Definition
The greatest distance an aircraft can fly through the air on a given quantity of fuel. Maximum range occurs at the airspeed and altitude that produce the best ratio of lift to drag (L/D max), where the total drag on the airframe is at its minimum and each unit of fuel carries the aircraft the farthest.
Plain English
The flying speed and conditions that let you cover the most miles per gallon of fuel. Fly slower or faster than this and you’ll burn more fuel for the same distance.
Context Anchor
Seen in performance and aerodynamics discussions, especially when comparing drag, airspeed, fuel use, and best-distance flight.
Derivation
“Range” comes from the Old French rangier, meaning to travel over or cover ground.

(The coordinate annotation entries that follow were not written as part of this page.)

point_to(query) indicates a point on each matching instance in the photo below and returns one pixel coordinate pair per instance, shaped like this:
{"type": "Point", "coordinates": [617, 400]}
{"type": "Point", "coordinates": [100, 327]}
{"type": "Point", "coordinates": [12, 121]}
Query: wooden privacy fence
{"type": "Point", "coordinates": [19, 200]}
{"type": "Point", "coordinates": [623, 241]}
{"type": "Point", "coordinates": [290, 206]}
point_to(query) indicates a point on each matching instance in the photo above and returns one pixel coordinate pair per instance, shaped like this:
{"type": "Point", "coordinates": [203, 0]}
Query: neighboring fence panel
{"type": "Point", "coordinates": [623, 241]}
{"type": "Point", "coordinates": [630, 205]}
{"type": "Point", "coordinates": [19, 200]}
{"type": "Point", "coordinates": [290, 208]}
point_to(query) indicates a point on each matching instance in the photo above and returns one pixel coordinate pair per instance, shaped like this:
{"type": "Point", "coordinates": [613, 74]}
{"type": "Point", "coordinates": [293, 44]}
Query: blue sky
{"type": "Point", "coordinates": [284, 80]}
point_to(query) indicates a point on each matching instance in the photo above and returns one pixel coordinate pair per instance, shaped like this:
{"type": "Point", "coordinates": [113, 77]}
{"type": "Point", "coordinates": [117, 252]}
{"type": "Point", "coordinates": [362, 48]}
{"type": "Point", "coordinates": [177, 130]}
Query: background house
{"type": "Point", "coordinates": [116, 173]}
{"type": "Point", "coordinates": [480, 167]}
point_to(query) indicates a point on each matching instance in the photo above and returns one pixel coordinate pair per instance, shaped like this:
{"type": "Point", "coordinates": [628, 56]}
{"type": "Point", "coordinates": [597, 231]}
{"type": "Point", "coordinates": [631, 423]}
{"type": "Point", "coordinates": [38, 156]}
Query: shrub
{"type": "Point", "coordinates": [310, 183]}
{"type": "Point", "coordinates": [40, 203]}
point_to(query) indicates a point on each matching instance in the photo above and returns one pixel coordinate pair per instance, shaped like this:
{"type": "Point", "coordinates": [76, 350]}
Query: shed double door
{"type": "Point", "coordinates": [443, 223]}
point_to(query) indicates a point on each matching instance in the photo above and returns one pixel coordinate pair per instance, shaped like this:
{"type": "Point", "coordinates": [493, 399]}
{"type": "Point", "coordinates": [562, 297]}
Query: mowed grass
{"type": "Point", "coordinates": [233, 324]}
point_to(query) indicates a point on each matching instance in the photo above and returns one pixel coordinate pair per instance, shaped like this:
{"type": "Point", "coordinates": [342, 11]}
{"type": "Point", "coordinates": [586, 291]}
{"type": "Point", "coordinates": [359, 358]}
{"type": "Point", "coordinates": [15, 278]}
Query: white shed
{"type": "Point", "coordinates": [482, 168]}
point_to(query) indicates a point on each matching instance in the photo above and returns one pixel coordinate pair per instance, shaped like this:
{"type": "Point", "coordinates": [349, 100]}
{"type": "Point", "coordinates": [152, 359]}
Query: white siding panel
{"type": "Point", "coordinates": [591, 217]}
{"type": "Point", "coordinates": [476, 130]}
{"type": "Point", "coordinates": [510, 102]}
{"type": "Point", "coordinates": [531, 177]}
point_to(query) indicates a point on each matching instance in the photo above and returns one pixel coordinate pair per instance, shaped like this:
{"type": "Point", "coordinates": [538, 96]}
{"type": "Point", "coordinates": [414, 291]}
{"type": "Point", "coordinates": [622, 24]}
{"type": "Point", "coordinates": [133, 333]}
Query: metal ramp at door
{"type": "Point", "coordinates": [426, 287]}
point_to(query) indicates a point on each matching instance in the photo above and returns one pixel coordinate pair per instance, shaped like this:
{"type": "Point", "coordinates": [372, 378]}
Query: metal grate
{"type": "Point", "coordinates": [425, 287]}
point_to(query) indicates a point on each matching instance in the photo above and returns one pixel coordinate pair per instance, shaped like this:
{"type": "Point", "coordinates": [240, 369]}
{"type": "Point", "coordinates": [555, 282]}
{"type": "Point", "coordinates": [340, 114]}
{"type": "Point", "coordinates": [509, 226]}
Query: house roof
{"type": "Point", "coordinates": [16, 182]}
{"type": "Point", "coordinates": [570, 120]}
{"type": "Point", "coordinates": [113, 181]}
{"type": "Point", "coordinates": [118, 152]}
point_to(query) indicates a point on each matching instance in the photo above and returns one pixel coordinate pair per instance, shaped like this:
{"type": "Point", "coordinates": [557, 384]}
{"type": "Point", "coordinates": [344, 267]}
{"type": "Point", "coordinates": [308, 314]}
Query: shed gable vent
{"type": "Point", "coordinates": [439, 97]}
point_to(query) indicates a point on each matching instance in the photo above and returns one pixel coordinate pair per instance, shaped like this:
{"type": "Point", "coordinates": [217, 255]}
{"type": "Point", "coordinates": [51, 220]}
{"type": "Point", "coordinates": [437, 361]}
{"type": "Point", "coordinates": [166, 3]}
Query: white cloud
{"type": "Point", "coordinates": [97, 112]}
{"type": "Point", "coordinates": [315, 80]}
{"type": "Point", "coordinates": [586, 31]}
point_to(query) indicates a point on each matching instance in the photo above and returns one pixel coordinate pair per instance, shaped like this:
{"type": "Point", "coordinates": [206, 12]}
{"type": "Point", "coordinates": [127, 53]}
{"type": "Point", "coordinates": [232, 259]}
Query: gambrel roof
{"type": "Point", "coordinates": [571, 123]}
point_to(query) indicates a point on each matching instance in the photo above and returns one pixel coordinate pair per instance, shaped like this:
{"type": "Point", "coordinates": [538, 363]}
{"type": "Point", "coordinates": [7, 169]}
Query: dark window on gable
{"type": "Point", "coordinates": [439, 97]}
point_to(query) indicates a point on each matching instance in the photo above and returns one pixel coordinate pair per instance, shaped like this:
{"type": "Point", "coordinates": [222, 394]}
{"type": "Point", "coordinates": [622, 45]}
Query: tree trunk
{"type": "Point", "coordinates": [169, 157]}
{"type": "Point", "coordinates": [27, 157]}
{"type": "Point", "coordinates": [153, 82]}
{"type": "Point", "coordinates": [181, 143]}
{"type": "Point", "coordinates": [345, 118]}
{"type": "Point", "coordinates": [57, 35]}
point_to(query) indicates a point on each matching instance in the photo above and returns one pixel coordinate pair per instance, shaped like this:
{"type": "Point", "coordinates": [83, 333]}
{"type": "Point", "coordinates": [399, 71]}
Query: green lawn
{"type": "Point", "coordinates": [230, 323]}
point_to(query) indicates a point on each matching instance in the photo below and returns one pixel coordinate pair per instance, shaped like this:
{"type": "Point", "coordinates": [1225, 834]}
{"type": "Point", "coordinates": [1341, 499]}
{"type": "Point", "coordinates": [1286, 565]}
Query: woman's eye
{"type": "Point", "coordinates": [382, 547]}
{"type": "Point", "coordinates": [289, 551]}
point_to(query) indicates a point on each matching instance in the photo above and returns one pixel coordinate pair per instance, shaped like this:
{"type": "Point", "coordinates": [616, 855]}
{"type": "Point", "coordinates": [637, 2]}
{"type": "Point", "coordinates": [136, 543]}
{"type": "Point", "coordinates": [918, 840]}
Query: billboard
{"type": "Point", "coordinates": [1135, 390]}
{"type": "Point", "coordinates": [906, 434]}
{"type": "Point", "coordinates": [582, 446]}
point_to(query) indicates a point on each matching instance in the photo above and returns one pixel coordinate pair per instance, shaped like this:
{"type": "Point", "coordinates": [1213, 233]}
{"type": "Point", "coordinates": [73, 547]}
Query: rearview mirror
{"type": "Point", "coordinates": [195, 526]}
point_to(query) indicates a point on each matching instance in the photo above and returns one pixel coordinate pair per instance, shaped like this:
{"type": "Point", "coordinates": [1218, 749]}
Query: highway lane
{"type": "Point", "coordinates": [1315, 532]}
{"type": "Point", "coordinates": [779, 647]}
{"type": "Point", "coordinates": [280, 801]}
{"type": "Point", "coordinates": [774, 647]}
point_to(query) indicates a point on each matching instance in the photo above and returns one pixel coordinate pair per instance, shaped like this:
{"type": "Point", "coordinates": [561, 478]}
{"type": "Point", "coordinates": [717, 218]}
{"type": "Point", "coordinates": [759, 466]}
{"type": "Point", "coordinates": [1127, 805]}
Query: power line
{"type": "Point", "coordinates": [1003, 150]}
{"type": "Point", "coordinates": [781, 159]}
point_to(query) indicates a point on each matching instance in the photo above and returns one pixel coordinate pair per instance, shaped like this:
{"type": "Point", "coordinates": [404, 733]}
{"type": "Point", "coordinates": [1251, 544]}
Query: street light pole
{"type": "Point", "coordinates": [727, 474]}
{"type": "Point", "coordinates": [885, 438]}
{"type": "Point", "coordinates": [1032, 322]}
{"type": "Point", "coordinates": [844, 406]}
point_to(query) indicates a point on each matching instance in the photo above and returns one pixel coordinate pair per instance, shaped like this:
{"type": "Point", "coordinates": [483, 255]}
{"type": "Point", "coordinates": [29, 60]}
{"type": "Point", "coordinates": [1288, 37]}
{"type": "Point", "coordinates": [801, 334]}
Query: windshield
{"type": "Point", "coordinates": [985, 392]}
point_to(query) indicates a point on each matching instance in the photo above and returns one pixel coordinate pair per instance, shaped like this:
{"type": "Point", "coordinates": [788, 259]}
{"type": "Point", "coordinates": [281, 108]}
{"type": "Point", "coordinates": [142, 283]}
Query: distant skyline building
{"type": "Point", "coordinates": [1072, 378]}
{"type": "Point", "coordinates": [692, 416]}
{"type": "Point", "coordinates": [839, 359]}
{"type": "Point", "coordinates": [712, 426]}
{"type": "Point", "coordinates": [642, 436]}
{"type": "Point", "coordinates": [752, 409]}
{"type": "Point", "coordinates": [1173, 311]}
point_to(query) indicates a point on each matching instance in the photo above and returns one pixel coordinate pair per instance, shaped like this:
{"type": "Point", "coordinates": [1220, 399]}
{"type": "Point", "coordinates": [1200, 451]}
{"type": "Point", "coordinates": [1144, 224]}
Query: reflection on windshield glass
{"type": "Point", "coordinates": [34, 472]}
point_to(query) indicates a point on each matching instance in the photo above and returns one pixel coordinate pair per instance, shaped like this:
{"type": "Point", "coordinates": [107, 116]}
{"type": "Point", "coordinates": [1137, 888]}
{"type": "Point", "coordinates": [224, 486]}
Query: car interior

In aviation it carries that same idea: the distance an aircraft can cover before running out of fuel.
Why Pilots Care
It determines whether a planned trip can be completed without an extra fuel stop and affects reserve-fuel decisions.
Intuition Check
Maximum range does not mean maximum speed. It means the greatest distance covered with the fuel, power, or altitude available.
Example Sentence 1
With a strong headwind forecast, the pilot planned the cross-country at the aircraft’s maximum range airspeed to stretch the available fuel.
Example Sentence 2
Headwinds reduced the airplane's maximum range, so the pilot added a fuel stop.